Xie Qi, On Lee Sea, Vissamsetti Nitya, Guo Sikao, Johnson Margaret E, Fried Stephen D
Department of Chemistry, Johns Hopkins University, 21218, Baltimore, MD, USA.
T. C. Jenkins Department of Biophysics, Johns Hopkins University, 21218, Baltimore, MD, USA.
Angew Chem Int Ed Engl. 2023 Sep 11;62(37):e202305178. doi: 10.1002/anie.202305178. Epub 2023 Aug 3.
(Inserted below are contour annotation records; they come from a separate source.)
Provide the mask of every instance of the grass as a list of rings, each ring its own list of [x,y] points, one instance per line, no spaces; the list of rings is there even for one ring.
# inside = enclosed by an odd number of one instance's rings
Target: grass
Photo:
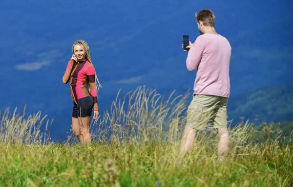
[[[50,123],[41,113],[5,111],[0,116],[0,186],[293,185],[291,137],[286,142],[281,136],[256,142],[246,122],[229,128],[231,152],[223,162],[218,162],[212,129],[199,132],[191,152],[180,158],[187,94],[164,99],[139,87],[119,98],[92,122],[98,128],[89,145],[70,136],[63,143],[52,141],[40,130]]]

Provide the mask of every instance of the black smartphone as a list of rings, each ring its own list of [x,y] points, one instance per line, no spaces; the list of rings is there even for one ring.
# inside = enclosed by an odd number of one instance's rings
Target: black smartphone
[[[189,50],[186,47],[189,46],[189,35],[183,35],[183,50]]]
Protein-based biomaterials have played a key role in tissue engineering, and additional exciting applications as self-healing materials and sustainable polymers are emerging. Over the past few decades, recombinant expression and production of various fibrous proteins from microbes have been demonstrated; however, the resulting proteins typically must then be purified and processed by humans to form usable fibers and materials. Here, we show that the Gram-positive bacterium Bacillus subtilis can be programmed to secrete silk through its translocon via an orthogonal signal peptide/peptidase pair. Surprisingly, we discover that this translocation mechanism drives the silk proteins to assemble into fibers spontaneously on the cell surface, in a process we call secretion-catalyzed assembly (SCA). Secreted silk fibers form self-healing hydrogels with minimal processing. Alternatively, the fibers retained on the membrane provide a facile route to create engineered living materials from Bacillus cells. This work provides a blueprint to achieve autonomous assembly of protein biomaterials in useful morphologies directly from microbial factories.
基于蛋白质的生物材料在组织工程中发挥了关键作用,并且作为自愈材料和可持续聚合物的其他令人兴奋的应用正在出现。在过去几十年中,已经证明了从微生物中重组表达和生产各种纤维蛋白;然而,随后通常必须由人类对所得蛋白质进行纯化和加工,以形成可用的纤维和材料。在这里,我们表明革兰氏阳性细菌枯草芽孢杆菌可以通过正交信号肽/肽酶对通过其转位子被编程来分泌丝。令人惊讶的是,我们发现这种转运机制驱动丝蛋白在细胞表面自发组装成纤维,我们将这个过程称为分泌催化组装(SCA)。分泌的丝纤维只需最少的加工就能形成自愈水凝胶。或者,保留在膜上的纤维为从芽孢杆菌细胞创建工程化活材料提供了一条简便途径。这项工作提供了一个蓝图,可直接从微生物工厂实现具有有用形态的蛋白质生物材料的自主组装。